In the House of Commons and in interviews, Dupuy and Chrétien were quick to seize upon Manera's initial explanation that he was resigning after only 12 months of a five-year term for personal reasons. But Manera, a 54-year-old former electronics engineer, eventually confirmed that the cuts were a major - if not the major - factor, telling Maclean's: "I was simply trying to be a good soldier and not raise a fuss. Now that somebody is pushing these kind of lines I have to come right out and say, look, the 'personal reasons' are that what is happening to the CBC affects me very much. I believe in the institution."

If the three-year cutbacks are imposed, says Manera, a total of $350 million will be lopped off the CBC's budget, making it difficult to fulfil its legislated mandate.
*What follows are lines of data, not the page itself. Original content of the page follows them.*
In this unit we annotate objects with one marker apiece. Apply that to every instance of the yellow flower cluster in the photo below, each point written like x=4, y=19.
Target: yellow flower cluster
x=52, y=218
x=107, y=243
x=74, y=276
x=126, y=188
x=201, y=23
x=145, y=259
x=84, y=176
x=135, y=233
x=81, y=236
The projected drop in funding would have wide-reaching ramifications. Manera estimated that as many as 4,000 employees would have to be laid off, while the CBC might need to close more regional stations and merge the am and fm radio networks. Dupuy assured the House of Commons that the CBC will not be privatized. But the new cuts have added fuel to demands, especially by the Reform party, that such options be explored. Said Reform mp Janet Brown: "The CBC cannot continue as we know it today."

That is precisely the concern of many CBC supporters. Ian Morrison, spokesman for the Friends of Canadian Broadcasting, a 40,000-member lobby group, reserves his harshest criticism for Dupuy, whom he accuses of failing both the public broadcaster and his Liberal colleagues. Said Morrison: "He should have been a messenger between Manera and the cabinet. His failure to do even that kind of communications role just makes him useless." In fact, the lingering question in the cultural industry in the wake of last week's budget is whether the right person resigned.